Abstract

Martin Albrow is a distinguished commentator on Max Weber whose 1996 The Global Age: State and Society beyond Modernity won the Amalfi Prize. Global Age Essays on Social and Cultural Change is very closely linked to the earlier volume: most of the essays collected within it were written in the 1990s, though some seek to spell out further implications of Albrow’s position, especially those that concern the proper moral response to the world in which we live.
The central idea in Albrow’s late work is simple. He opposes what he regards as the mainstream use of the word “globalization,” seeing in it merely a continuation of modernization theory—in which evolutionary progress will take all of us to some sort of harmonious homogeneity.
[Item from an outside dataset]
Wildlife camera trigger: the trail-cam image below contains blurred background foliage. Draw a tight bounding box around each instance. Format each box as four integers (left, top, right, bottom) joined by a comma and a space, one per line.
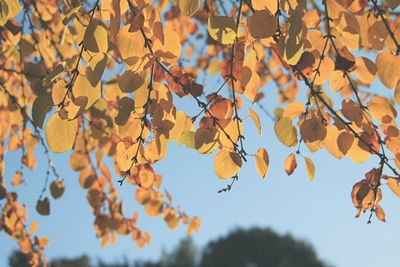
8, 227, 331, 267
Albrow agrees that we live in a global age, but he sees it in harsher terms. An interesting essay in this volume suggests that the first global event was the dropping of atomic bombs on Japan in 1945. He has a point, and one can add to it. I have spent my whole career judging societies to be successful when they grew economically, not least given the softening effects this can have on political life. But this growth may involve destroying the planet in which we live, something that would certainly count as a second global event.
The book has three parts: first, a set of essays on classical theorists, and on Arnold Toynbee and Norbert Elias, in light of the general position noted; second, a set of essays on the necessary theory for his view of global society; and third, a set of essays on the appropriate norms for the new epoch in which we live. The essays are closely linked, and in fact are rather repetitive. Some interesting points are made, such as the “need” for the United States to be more “diverse,” together with a useful distinction between “sociospheres” and “socioscapes.”
Still, with regret, it has to be said that the essays do not add much to the excellent general point already noted. For one thing, all the essays are excessively abstract, almost entirely free of empirical referent. For another, much that is said is not really different from the work of other writers on globalization—as in the claim that the nation-state has lost its salience, and that identities are accordingly more complex than in the past. And this suggests finally that we ought to question some of the more extreme statements made. Modern times have globalized the idea and the institutionalization of the nation-state. Are we really sure that the dynamics associated with this form have come to an end? Are there not national interests inside the European Union, belying ever more clearly the claims of some that it could become somehow transnational? Don’t we see national interests all too present in the Near East, not least in the behavior of Putin? The world is more connected than before and capitalism is hegemonic—but so too are varied national interests, not least those of the United States.